You captured a baseline in Lesson 2. You've been using Graphify for several sessions. Now it's time to close the loop — re-run the same tasks, compare results, and decide whether the investment is paying off.
After this lesson, you have concrete data showing whether Graphify improves your development workflow — and if it does, by how much.
Use the exact same tasks from your Lesson 2 baseline. This is critical — different tasks produce incomparable numbers.
/graphify loaded# Eval: [Task Name] — WITH GRAPHIFY
## Setup
- Date: YYYY-MM-DD
- Tool: Kiro CLI
- Graphify: on (graph loaded via /graphify)

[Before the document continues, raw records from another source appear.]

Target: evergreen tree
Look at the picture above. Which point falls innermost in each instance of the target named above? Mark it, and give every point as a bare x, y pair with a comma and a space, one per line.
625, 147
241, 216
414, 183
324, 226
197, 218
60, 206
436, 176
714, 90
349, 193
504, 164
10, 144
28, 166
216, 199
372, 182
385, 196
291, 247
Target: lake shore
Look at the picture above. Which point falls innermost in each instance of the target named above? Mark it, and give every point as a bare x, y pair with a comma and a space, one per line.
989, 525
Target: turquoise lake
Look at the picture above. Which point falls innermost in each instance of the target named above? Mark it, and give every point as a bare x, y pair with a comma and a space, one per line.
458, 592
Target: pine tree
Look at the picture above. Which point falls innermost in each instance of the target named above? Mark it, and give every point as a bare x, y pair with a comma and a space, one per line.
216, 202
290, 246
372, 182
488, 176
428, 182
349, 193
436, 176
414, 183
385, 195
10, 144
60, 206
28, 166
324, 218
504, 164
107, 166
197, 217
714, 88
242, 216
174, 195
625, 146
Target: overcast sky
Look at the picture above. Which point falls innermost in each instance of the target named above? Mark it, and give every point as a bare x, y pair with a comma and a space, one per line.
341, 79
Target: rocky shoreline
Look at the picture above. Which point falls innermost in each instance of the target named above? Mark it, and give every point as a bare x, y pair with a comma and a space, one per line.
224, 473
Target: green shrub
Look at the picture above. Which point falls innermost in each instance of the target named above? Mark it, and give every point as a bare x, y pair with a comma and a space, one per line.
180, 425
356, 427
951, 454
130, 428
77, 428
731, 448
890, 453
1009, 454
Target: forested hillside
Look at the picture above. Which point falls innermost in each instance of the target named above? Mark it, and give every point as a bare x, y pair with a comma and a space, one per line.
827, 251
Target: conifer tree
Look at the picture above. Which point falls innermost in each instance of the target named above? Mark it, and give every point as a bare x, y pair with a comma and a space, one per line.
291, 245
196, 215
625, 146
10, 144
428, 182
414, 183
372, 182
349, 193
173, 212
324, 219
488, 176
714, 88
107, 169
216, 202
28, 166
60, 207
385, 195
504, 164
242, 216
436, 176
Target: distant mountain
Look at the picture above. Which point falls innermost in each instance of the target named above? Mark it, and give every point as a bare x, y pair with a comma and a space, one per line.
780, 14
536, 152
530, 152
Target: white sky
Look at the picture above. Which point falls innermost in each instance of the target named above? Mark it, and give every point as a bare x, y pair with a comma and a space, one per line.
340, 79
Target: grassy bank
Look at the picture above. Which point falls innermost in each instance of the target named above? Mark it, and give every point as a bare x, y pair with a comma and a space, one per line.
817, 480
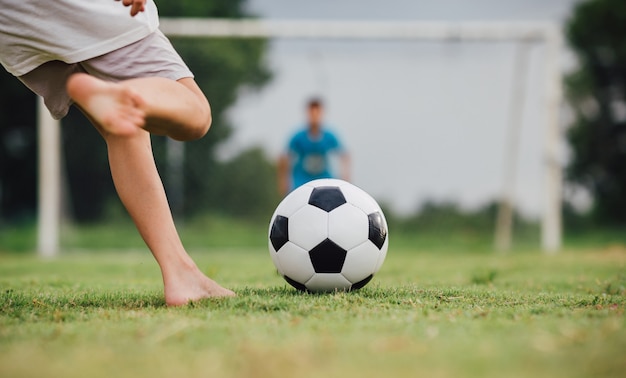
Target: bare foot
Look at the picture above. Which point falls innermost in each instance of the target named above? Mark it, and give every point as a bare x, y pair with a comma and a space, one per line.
191, 287
115, 107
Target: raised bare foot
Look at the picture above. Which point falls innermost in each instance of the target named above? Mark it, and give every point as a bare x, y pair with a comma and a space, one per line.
192, 287
113, 106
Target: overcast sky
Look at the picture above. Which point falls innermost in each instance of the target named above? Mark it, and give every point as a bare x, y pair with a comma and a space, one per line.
422, 120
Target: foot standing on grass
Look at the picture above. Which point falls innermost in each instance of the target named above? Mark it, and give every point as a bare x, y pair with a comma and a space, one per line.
123, 73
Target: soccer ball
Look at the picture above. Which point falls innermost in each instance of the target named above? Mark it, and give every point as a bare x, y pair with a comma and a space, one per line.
328, 235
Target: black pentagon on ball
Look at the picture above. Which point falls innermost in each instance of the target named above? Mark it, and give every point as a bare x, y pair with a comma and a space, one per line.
327, 198
327, 257
279, 234
378, 229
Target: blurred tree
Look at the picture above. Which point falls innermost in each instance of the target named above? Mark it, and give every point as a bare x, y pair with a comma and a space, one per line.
597, 92
18, 149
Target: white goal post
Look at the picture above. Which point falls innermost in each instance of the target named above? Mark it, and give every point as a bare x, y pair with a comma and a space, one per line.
537, 32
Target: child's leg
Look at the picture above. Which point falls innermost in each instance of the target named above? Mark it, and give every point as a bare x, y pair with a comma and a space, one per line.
122, 112
161, 106
140, 189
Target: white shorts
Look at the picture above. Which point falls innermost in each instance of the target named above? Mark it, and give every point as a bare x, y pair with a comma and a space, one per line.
153, 56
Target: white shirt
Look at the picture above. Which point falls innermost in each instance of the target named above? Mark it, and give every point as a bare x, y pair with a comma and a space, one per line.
33, 32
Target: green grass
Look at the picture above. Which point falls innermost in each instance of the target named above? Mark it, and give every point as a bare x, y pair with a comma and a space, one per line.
432, 311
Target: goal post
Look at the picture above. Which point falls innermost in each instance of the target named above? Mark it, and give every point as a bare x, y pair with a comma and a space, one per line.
537, 32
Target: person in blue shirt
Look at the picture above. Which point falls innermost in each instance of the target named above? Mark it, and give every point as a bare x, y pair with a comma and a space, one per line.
309, 152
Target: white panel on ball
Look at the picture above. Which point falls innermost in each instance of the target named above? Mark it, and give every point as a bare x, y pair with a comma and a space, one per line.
361, 261
360, 199
308, 227
295, 263
383, 255
297, 198
328, 282
347, 226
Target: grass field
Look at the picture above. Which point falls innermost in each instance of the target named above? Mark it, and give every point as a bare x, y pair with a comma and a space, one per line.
432, 311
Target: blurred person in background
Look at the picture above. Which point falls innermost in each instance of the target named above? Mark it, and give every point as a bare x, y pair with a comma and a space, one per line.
124, 74
309, 153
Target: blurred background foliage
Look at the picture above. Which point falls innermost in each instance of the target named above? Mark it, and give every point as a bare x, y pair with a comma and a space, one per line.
245, 186
596, 91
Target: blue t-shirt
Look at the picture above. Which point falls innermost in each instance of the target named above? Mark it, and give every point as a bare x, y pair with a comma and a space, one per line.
310, 155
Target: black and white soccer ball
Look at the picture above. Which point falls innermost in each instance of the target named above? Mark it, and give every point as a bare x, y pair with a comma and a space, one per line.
328, 235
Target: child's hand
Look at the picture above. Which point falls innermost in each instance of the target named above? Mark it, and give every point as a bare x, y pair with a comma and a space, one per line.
136, 6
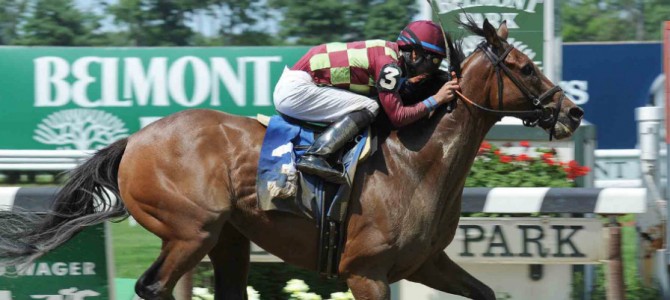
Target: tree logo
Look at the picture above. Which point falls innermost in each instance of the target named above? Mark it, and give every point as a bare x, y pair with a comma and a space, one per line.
80, 129
471, 42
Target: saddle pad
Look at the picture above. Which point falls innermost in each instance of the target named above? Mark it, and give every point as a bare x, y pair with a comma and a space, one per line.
277, 178
365, 152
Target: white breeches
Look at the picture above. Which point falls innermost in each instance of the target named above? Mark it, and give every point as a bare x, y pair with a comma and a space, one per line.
297, 96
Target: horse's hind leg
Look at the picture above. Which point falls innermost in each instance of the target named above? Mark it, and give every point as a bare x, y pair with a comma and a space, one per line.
186, 240
369, 286
441, 273
230, 259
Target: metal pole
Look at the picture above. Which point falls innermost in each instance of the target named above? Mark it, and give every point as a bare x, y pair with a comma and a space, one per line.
615, 283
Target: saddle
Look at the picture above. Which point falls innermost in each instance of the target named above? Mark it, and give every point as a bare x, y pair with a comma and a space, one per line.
280, 187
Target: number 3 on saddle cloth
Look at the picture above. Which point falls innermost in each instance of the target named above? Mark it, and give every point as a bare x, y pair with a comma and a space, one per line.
281, 187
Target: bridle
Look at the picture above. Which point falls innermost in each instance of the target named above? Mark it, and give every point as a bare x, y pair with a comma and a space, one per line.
544, 116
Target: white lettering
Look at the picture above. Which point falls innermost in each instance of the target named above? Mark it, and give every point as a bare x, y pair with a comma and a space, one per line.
156, 83
43, 270
84, 79
139, 84
89, 268
50, 72
261, 77
75, 268
200, 81
223, 72
59, 269
110, 83
56, 269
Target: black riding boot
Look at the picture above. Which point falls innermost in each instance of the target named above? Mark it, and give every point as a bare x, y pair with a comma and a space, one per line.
336, 135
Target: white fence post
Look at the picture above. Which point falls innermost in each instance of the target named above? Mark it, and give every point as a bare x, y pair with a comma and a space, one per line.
652, 224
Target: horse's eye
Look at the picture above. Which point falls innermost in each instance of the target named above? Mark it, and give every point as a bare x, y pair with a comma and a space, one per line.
527, 70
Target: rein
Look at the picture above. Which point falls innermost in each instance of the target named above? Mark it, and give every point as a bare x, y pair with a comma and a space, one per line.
539, 115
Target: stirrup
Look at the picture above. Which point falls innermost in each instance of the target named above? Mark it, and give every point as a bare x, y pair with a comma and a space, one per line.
315, 165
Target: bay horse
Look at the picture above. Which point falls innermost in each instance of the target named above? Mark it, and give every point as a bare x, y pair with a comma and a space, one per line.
189, 178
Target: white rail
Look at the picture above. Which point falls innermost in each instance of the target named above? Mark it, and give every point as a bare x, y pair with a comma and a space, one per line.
42, 160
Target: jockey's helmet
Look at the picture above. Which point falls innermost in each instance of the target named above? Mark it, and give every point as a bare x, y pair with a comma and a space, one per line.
426, 40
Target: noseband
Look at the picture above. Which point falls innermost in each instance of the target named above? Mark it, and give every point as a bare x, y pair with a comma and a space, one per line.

- Project: DocumentDB Perf Tests
- Graph freshness: updated [today / N days ago]
## Prompt
[Exact same prompt as baseline]
## Results
- Round-trips: N
- First-attempt correct: yes/no
- Wall-clock: Xm Ys
- Files the agent read: N (vs. baseline)
- Notes: [observations about behavior differences]
## Comparison
- Round-trip delta: N → M (X% reduction)
- Correctness: [same / improved / regressed]
- Time delta: Xm → Ym
| Metric | Marginal improvement | Strong improvement | Exceptional |
|---|---|---|---|
| Round-trips | 20-30% fewer | 50-60% fewer | 70%+ fewer |
| First-attempt correct | Same | Improved (no → yes) | Consistently yes |
| Wall-clock time | 10-20% faster | 30-50% faster | 60%+ faster |
Even a 20% round-trip reduction pays off over time. If you run 10 AI sessions per day and each saves 2-3 exchanges, that's 20-30 fewer messages per day — less context window pressure, lower costs, faster flow.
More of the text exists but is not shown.